The last set of articles deals with aspects of contemporary public historical culture in Greece. The article by Athanasiades studies the most significant public debate of the last two decades, about the notorious 6th grade primary school history textbook. The textbook was criticized from many different directions, while historians were divided. Some considered its modernizing, anti-nationalist point of view a much needed contribution. Others focused on its obvious historical errors and simplifications. It was the mobilization of the extra-academic community that was decisive in the bitter end of that debacle (the textbook was withdrawn). Large groups of internet activists denounced the book and attacked personally the author; as a result of this wave of negative publicity, public opinion very soon turned against it. In that sense, this case study is indicative of the power that civic society, or pressure groups, have in setting the agenda over the past and its uses.

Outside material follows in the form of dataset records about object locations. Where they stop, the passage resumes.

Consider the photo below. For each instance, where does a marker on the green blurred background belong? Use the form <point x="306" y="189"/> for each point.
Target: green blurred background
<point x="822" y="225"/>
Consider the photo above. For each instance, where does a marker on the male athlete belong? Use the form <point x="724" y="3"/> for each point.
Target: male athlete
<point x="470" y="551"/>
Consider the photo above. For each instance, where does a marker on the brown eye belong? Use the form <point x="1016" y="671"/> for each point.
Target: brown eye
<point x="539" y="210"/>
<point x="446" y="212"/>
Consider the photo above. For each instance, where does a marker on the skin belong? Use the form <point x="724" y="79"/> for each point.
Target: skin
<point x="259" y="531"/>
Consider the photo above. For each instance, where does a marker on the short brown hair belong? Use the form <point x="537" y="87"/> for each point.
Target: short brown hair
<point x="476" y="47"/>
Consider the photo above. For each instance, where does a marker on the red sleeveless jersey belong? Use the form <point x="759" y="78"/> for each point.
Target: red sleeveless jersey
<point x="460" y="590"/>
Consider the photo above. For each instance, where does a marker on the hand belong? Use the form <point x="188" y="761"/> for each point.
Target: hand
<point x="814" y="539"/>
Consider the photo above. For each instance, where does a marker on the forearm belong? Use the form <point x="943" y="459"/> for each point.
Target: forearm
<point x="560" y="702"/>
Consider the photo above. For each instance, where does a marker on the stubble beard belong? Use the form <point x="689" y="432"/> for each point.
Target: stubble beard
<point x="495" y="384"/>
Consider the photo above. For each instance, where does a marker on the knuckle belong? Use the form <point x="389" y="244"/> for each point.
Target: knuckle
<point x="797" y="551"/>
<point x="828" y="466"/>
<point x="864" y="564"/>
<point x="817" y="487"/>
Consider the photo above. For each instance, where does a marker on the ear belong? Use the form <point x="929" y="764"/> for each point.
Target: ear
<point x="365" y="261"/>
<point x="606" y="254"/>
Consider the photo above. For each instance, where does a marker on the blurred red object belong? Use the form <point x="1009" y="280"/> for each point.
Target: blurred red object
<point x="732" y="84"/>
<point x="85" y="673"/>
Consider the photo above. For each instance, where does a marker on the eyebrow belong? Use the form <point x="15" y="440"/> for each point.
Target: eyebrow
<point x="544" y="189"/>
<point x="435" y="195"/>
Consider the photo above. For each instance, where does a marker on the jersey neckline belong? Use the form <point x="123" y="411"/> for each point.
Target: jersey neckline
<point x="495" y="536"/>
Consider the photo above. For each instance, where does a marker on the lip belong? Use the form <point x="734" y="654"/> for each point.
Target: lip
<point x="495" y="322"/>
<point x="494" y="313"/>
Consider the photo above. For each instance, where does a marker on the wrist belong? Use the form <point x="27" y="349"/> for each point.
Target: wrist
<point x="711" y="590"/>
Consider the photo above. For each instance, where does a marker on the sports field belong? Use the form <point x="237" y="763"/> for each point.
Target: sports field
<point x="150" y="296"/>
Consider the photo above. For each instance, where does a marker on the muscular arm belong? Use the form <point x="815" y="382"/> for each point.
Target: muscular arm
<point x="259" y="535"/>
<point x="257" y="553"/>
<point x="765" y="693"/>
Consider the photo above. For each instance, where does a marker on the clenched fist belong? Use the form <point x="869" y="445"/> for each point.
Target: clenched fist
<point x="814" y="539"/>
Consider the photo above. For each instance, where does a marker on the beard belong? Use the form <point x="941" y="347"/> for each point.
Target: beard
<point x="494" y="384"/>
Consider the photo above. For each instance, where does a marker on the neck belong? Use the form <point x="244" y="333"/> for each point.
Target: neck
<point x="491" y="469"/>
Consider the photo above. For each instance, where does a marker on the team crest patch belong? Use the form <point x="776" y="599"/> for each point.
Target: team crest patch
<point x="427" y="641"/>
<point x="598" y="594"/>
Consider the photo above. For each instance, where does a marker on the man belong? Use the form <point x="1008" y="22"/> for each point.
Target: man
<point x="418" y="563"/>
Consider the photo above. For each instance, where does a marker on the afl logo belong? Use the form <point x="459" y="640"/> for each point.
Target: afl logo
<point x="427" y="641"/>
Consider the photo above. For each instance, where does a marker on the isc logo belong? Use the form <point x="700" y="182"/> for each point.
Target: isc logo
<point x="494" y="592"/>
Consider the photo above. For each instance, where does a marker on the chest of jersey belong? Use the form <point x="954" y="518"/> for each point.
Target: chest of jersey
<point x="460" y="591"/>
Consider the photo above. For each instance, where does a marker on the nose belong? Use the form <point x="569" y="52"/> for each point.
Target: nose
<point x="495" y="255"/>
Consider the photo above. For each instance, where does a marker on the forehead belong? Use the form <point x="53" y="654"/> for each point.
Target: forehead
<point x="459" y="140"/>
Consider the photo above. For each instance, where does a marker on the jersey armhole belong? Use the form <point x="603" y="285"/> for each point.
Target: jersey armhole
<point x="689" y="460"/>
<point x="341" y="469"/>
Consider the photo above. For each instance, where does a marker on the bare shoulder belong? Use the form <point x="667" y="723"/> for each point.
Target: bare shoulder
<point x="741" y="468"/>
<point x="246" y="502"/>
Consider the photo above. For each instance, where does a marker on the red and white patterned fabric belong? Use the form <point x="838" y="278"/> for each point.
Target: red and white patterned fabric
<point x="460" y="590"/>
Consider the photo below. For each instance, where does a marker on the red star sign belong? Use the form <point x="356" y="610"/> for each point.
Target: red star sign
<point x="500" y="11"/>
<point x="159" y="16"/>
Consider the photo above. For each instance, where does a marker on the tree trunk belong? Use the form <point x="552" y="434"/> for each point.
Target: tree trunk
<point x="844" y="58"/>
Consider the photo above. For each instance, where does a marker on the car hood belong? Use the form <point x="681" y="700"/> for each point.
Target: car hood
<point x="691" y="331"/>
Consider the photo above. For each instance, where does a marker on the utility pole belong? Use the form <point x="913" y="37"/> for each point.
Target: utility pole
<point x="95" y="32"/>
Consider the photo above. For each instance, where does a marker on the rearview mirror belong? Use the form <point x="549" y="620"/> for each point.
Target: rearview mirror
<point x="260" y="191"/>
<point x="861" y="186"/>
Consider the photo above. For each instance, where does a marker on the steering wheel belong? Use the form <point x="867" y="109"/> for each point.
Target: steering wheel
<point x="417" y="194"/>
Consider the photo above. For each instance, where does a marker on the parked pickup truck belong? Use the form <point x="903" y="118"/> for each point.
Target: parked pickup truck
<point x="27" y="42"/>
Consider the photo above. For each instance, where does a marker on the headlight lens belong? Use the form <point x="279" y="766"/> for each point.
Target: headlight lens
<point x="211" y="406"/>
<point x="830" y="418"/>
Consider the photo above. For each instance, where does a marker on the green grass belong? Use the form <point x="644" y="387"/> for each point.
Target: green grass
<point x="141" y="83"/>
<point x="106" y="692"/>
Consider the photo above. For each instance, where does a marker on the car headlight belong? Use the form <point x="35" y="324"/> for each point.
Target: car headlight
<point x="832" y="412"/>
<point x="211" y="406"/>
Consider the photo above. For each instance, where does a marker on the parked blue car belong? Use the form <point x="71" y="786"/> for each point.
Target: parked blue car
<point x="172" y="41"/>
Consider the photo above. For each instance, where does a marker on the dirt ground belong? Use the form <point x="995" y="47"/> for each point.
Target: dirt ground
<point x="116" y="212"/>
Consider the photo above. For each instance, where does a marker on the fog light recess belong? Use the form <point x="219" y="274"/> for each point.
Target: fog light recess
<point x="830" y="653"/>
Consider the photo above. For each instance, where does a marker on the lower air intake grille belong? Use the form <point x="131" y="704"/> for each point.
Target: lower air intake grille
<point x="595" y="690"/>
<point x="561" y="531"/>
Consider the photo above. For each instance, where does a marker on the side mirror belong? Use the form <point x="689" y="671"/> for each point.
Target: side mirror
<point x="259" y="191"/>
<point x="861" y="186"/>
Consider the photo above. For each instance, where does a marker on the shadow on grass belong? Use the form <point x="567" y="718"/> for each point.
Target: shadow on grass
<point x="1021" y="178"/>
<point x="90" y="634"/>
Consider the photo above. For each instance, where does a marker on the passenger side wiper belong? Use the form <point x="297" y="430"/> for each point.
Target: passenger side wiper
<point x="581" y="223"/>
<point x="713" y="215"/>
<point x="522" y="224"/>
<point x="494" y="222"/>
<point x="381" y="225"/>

Mitsos Bilalis theorizes on this power by analyzing the ways the internet influences current historical culture. The author shows how the new social media not only disseminate various opinions and facts about the past but also create new types of mnemonic subjects and new types of historical cyberspaces. These cyberspaces exist in parallel with traditional historiographical space and quite often are an inverse image of it. The rather dire conclusion is that the role of multiplier is much more significant than the role of the historian in cyberhistory. The theoretical question Bilalis might ask is how could historians find a role in this new parallel universe.

The last article by Vervenioti shows that in this new historical ecosystem of the public sphere, grassroots initiatives and activism do not only lead to polarization or the hijacking of history by internet activists. Vervenioti describes and analyzes the reasons behind the flourishing of oral history groups in Athens and elsewhere. A mixture of dedicated professionals of oral history and amateur researchers proved that the model of individual research, in social sciences, has serious disadvantages compared to collective projects open to wider audiences. This new type of ‘open source’ research reminds the major advantage of history: to provide a meaningful past for subjects and to fill in the gap between academia and the public, with terms and conditions positive and not hostile to academic standards and research. This in-between space is where the future of history and historiography in public will be decided and projects of this nature will become crucial for establishing new bonds between history and the general public. As it becomes apparent with this volume, this is not optional anymore.